October 23, 2013
Dick Bove, bank analyst at Rafferty Capital Markets (RCM), warns banking institutions such as Wells Fargo, Bank of America (BoA), Wachovia and PNC Financial should be concerned about the Department of Justice (DoJ) suing JP Morgan & Chase Co (JPM) over mortgage-backed securities.
Bove says that “the question that investors must ask is: ‘Will the government apply this set of precedents to JPMorgan Chase alone or will it now seek to extort funds from other banks involved in assisted mergers.’”
Since “all of these banks are guilty of the same things as JPMorgan. Forget JPMorgan, the government is going to go after every major bank with the potential civil lawsuits for tens of billions of dollars.”
The prediction is that “the supposed settlement between JPMorgan Chase and the government affects stockholders, job holders, and the growth of the economy. This could be just the beginning of the government’s activities not the end.”
In the end, Bove asserts that the “potential fallout” of forcing “banks to admit guilt” could be “used by trail lawyers as evidence that the firm defrauded investors, and cost the big banks many more billions of dollars in both litigation costs and settlements.”
Bove said: “If the banks in question are required to admit guilt, it will start a literal bloodbath of civil suits that will tie up the nation’s banking system so that it will be unable to lend money to assist the growth of the U.S. economy.”
Last September, Jamie Dimon and Attorney General Eric Holder at the headquarters of the DoJ to discuss settlement options after the DoJ threatened legal proceedings over JPM’s involvement in the mortgage-backed securities (MBS) fraud.
Talks between Dimon and Holder involved a possible $11 billion to be paid to the government.
Holder personally attended the meeting with Dimon which was described as “civil” by an unnamed source.
This anonymous informant said that “the discussion centered partly on whether the bank could avoid criminal prosecution if it paid the fine and whether it would have to admit guilt. Asked about the negotiations in an unrelated news conference, Holder acknowledged the meeting but snapped at a reporter who suggested that “prison time” was not part of the talks. ‘You weren’t in the room when I said I was talking to them,’ Holder said.”
This includes no jail time for JPM executives while only paying a small fraction of the financial windfall JPM and others caused when the housing bubble was created and burst in 2008.
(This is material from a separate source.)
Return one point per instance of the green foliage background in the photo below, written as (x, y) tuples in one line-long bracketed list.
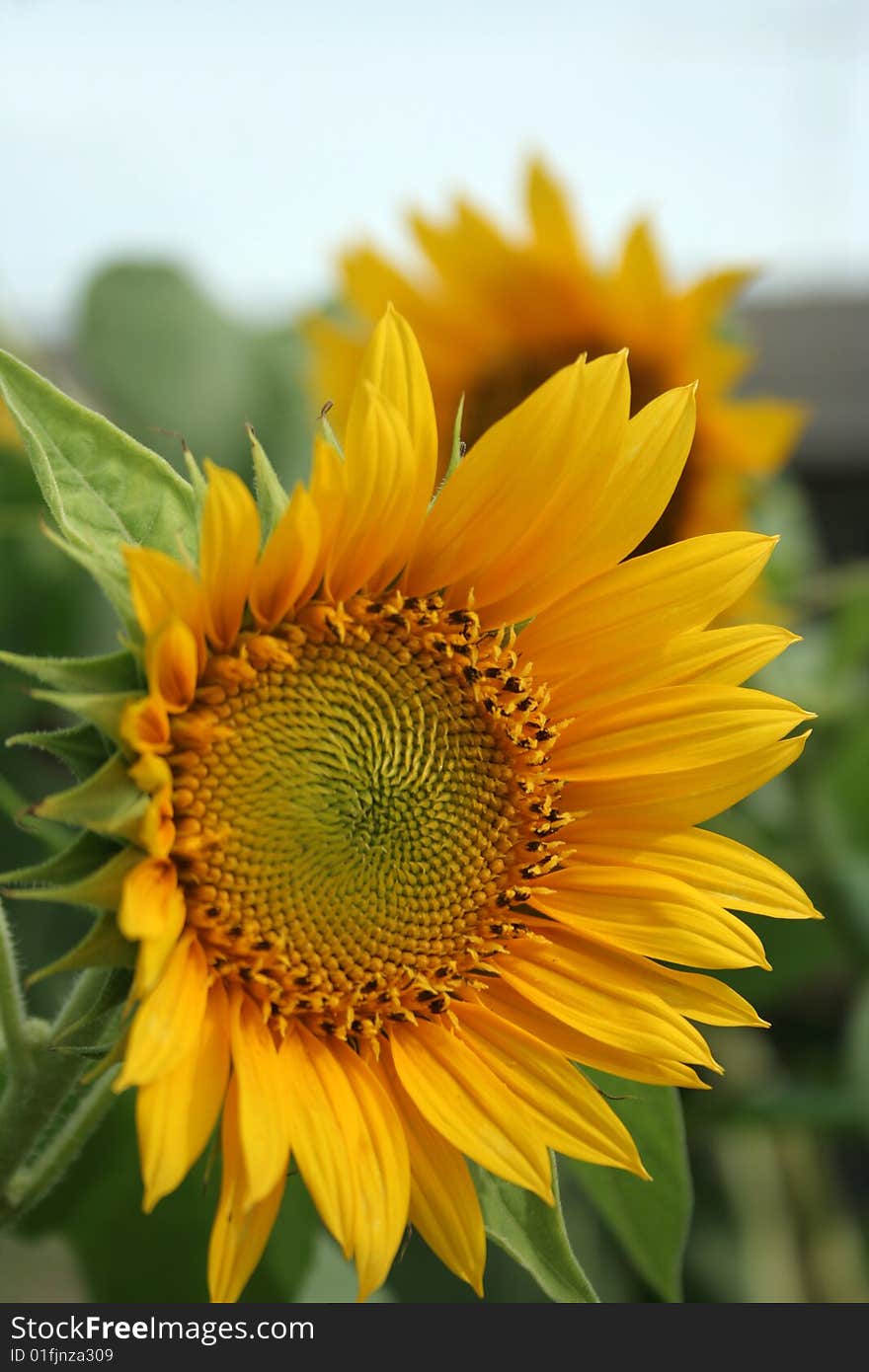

Essentially, Holder made an offer of $11 billion to Dimon to pay for the opportunity to “wipe away a host of probes into its mortgage business.”
In effect, this deal with Dimon and Holder is expected to “resolve civil actions brought by a number of enforcement agencies.”
Alan Greenspan, former chairman of the Federal Reserve Bank (FRB), says that it was “fear and euphoria” made the housing bubble “go up” and “contagion [was] the critical phenomenon which causes the thing to fall apart.”
Greenspan claims that the when he was head of the FRB he “didn’t know about” the MBS and derivatives time bomb.
While Greenspan claims the FRB did not know about the MBS because he “was told very liitle of the problems”, Christine Lagarde, managing director of the International Monetary Fund (IMF) recently said that “the Fed must take care in calibrating an exit. If it moves too soon, by cutting its bond purchases before the end of the year, for example, the central bank could stunt growth for years.”
A long term government shutdown in the US could be “quite harmful” to the global economy.